If it does get passed, the tax credit would be a game-changer for many renters, particularly those who struggle to save for a downpayment in high-cost metros.
Renter households are estimated to save only 2.4% of their income each year, according to Moody’s Analytics. At that rate it would take a typical renter about 14 years to save $15,000. A $15,000 down payment springboard could potentially push millions of renters in to homeownership within a few years, especially Black and Latinx renter households that make up a disproportionately smaller share of potential buyers.
“Policies targeting the systemic inequities in our financial system — including reforming the credit reporting system — could help disadvantaged households get their foot in the door and close the racial homeownership gap,” said Zillow economic analyst Alexandra Lee.
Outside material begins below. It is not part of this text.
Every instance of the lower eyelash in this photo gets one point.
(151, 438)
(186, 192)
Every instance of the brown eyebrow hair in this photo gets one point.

Lawrence Yun, chief economist at the National Association of Realtors, said preserving the 1031 Exchange to incentivize land sales for builders is key to the future of the housing market. An extra $15,000, he said, won’t help with the already low supply of homes available.
“Only with added supply will the homebuyer tax credit be effective in boosting homeownership and enlarging the middle class,” Yun said. “Without supply, home prices jump much higher with no meaningful gain to new homeownership.”